Bobic über Katar-Debatte: "Wer sind wir denn als Deutschland?"

Fredi Bobic hat sich zur Debatte über die Katar-WM geäußert. Foto: Getty Images.
Fredi Bobic hat sich zur Debatte über die Katar-WM geäußert. Foto: Getty Images.

Die Austragung der diesjährigen Fußball-Weltmeisterschaft in Katar wurde in der jüngeren Vergangenheit regelmäßig kritisiert. Fredi Bobic, Sportchef von Hertha BSC, sieht die Spieler allerdings weniger in der Verantwortung als die Verbände und plädierte dafür, weniger mit dem Finger auf andere zu zeigen.

Die Vergabe der WM 2022 an Katar führte zu kontroversen Debatten. Im Juni vergangenen Jahres wurde in Norwegen sogar über einen Boykott des Turniers diskutiert, zuvor machte die norwegische Nationalmannschaft mit T-Shirt-Aktionen auf die Menschenrechtslage im Wüstenstaat aufmerksam. Unter anderem die deutsche Nationalmannschaft setzte ebenfalls ein Zeichen, beim Länderspiel gegen Island im März trugen die Spieler Shirts mit der Aufschrift "Human Rights".

Bobic: "Die Spieler selbst haben auf diese Themen gar keinen Einfluss"

Fredi Bobic sieht allerdings nicht die Spieler in der Verantwortung, einen Teil zum politischen Diskurs beizutragen: "Wir können darauf aufmerksam machen auf politischer Ebene. Das finde ich gut, aber die Spieler selbst wollen ihrem Sport nachgehen und haben auf diese Themen auch gar keinen Einfluss.
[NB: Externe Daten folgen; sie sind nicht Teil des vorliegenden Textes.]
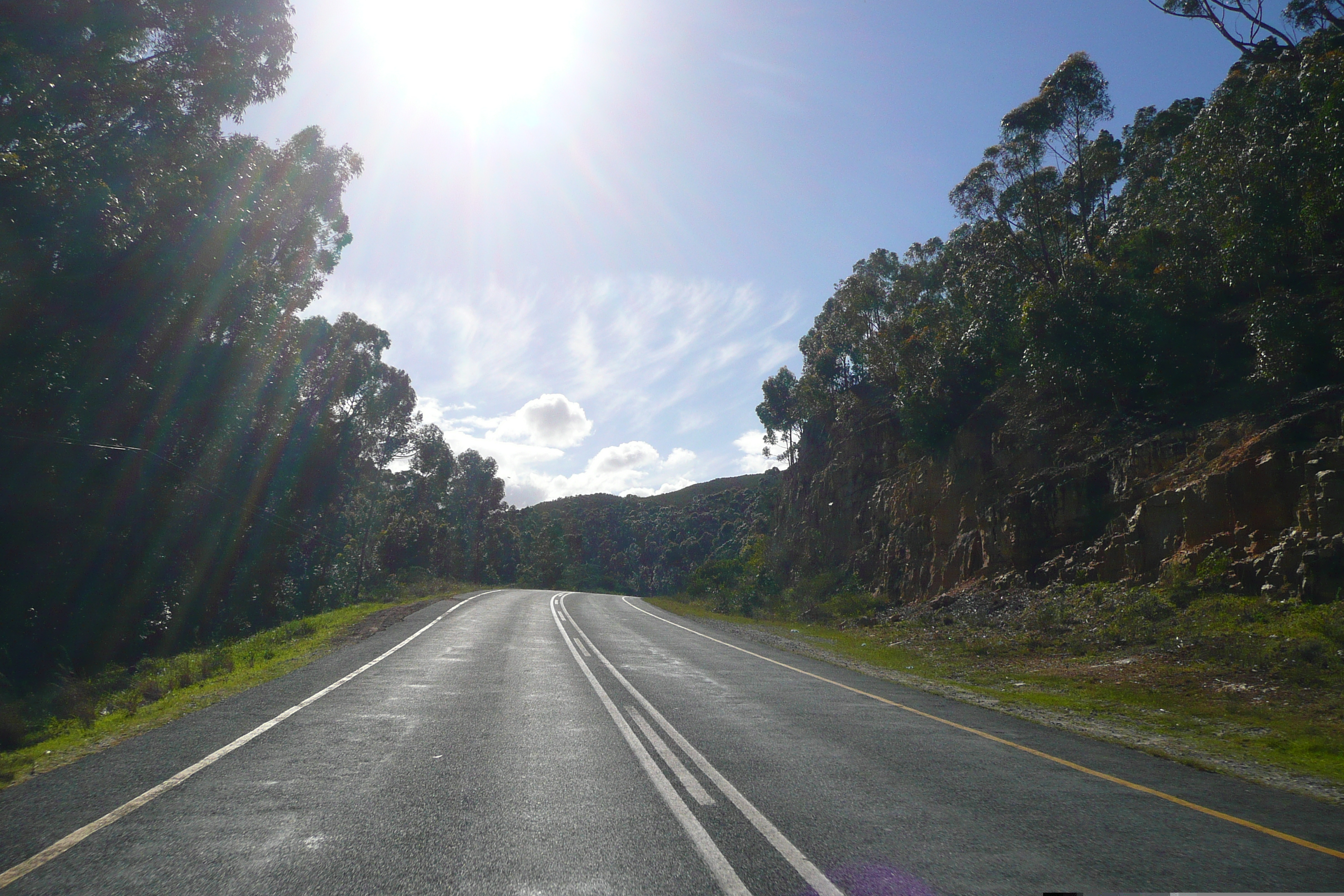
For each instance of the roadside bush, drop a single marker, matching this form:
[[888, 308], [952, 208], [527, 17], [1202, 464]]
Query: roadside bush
[[216, 663], [182, 675], [151, 690], [74, 699], [13, 730]]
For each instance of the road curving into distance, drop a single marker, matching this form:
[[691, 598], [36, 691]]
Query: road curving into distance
[[543, 742]]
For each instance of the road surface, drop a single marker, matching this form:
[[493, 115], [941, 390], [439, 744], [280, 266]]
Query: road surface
[[541, 742]]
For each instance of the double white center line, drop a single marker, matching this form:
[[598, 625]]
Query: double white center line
[[718, 864]]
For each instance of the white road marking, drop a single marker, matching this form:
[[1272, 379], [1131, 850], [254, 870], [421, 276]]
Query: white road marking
[[791, 853], [718, 864], [687, 779], [580, 643], [125, 809]]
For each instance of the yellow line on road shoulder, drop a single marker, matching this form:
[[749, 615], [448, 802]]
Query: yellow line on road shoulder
[[1016, 746]]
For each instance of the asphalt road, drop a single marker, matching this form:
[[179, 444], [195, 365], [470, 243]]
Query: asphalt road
[[529, 743]]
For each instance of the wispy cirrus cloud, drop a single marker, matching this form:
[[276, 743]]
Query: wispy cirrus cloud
[[632, 361]]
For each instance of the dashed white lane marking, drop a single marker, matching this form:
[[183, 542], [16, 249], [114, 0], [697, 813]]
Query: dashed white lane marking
[[1068, 764], [773, 835], [714, 859], [687, 779], [125, 809]]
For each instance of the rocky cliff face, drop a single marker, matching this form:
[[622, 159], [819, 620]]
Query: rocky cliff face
[[1035, 496]]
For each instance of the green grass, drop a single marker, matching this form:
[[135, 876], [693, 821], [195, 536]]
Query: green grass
[[1230, 677], [119, 704]]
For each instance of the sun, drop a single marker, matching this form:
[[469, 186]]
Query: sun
[[475, 58]]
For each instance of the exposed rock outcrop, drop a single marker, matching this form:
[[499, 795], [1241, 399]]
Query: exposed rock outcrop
[[1038, 497]]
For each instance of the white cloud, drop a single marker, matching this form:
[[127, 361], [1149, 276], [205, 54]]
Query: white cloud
[[531, 438], [524, 374], [635, 347], [753, 460], [631, 468], [550, 420], [679, 458]]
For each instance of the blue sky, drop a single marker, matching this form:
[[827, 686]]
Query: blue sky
[[592, 241]]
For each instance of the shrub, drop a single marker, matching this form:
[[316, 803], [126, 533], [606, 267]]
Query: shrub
[[151, 690], [74, 699], [216, 663], [13, 730]]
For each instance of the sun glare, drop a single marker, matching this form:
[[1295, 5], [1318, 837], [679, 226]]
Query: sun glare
[[471, 57]]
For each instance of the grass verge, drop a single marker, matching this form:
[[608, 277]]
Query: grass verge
[[1238, 684], [89, 715]]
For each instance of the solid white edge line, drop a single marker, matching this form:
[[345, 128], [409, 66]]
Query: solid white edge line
[[682, 773], [791, 853], [714, 859], [132, 805]]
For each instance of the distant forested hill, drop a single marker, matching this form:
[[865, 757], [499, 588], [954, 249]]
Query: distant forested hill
[[643, 546]]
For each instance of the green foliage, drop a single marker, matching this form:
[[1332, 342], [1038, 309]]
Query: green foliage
[[646, 546], [1196, 261], [185, 457]]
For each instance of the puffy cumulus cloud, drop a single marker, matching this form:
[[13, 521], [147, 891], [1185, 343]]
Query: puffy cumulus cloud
[[752, 444], [649, 350], [631, 468], [553, 421], [530, 440]]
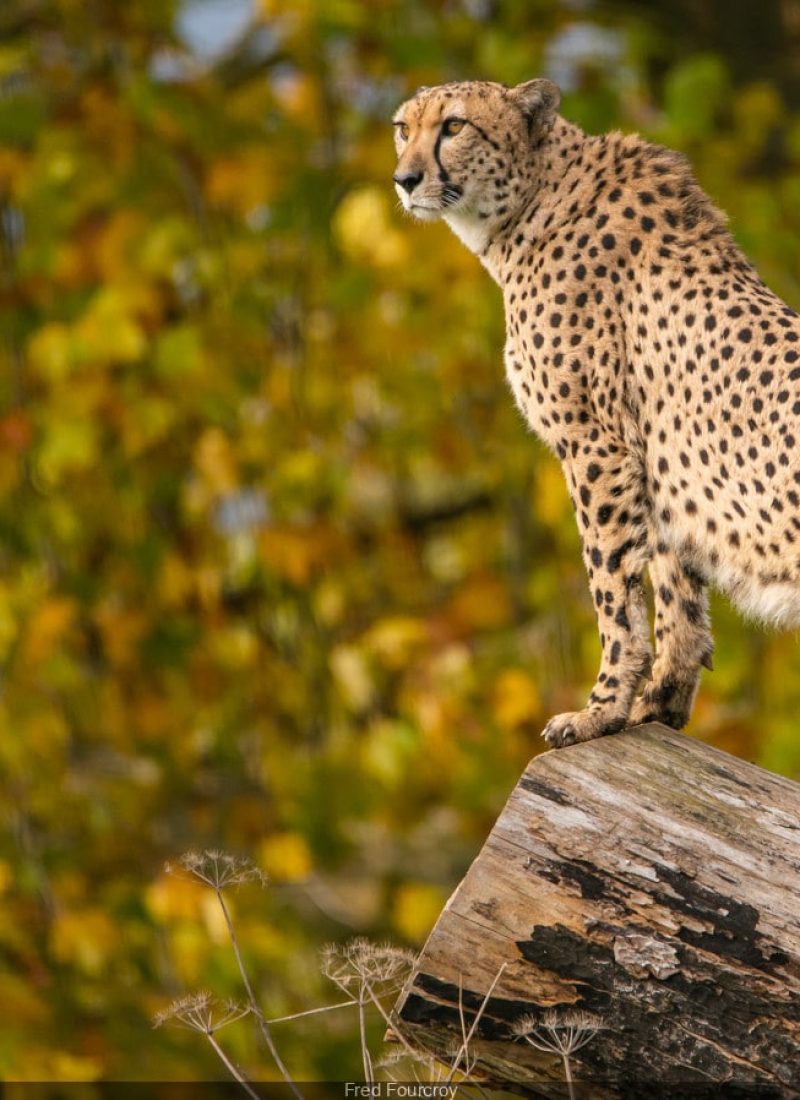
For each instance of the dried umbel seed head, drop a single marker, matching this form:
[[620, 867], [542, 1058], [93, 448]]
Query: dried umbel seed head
[[218, 869], [201, 1012], [361, 963], [558, 1032]]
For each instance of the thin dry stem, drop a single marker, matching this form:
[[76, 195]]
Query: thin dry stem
[[462, 1052], [263, 1026]]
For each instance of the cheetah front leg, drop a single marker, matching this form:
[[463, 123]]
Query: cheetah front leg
[[612, 513], [683, 641]]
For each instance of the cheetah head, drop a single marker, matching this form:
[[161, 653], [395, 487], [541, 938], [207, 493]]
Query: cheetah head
[[466, 150]]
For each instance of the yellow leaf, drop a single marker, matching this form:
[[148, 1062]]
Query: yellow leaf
[[515, 700], [363, 228], [352, 677], [416, 909], [109, 331], [215, 460], [285, 857], [46, 628], [86, 938], [51, 350], [173, 898], [394, 639], [68, 446]]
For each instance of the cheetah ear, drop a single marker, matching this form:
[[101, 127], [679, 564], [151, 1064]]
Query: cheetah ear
[[539, 100]]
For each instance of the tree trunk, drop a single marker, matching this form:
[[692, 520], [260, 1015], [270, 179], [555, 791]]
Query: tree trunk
[[650, 881]]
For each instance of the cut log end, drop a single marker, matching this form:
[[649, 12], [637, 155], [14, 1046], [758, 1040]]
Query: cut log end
[[648, 882]]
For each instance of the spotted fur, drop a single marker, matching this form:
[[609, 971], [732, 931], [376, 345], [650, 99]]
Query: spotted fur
[[644, 349]]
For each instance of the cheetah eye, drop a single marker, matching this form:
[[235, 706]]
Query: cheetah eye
[[451, 127]]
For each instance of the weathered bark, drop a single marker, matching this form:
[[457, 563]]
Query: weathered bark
[[651, 881]]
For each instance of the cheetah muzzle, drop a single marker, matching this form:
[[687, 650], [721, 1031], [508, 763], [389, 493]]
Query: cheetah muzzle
[[644, 349]]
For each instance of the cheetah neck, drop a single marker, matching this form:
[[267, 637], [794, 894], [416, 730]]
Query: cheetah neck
[[537, 189]]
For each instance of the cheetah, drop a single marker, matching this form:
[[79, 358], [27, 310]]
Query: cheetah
[[645, 351]]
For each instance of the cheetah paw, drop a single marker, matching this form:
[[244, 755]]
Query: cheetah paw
[[580, 726]]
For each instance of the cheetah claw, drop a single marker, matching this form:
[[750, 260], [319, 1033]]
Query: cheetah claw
[[571, 728]]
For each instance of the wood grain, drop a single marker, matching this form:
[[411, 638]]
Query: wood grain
[[647, 879]]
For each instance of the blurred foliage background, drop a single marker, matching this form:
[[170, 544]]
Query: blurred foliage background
[[282, 570]]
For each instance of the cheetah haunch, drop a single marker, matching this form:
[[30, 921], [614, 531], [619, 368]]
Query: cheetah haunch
[[644, 349]]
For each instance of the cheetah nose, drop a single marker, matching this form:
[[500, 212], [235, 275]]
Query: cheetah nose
[[407, 180]]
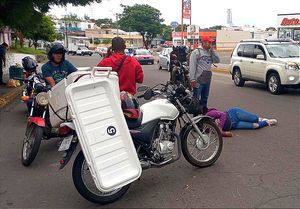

Deswegen: Lasst sie Sport machen", sagte der Sportchef von Hertha BSC dem Sportbuzzer und betonte: "Man muss die Verbände hinterfragen, warum sie die Entscheidung treffen, dahin zu gehen. Die müssen sich positionieren, nicht die Spieler."

"Haben nicht das Recht, immer über alles zu urteilen"

Andererseits mahnte Bobic, man dürfe nicht immer mit dem Finger auf andere zeigen: "Jetzt kommt also Katar – aber wer sind wir denn als Deutschland?" Er sei der Ansicht, "wir haben doch nicht das Recht als Deutsche, immer über alles zu urteilen, sondern sollten erst mal bei uns schauen, ob wir alles richtig machen", sagte der 50-Jährige, der im Zuge der Katar-Debatte einen Vergleich zum Confederations Cup 2013 und der Weltmeisterschaft 2014 in Brasilien zog: "Da gab es riesige Unruhen und Korruptionsvorwürfe in Brasilien. Ein Jahr später sind wir da Weltmeister geworden und alle fanden es super und es hat keinen mehr interessiert."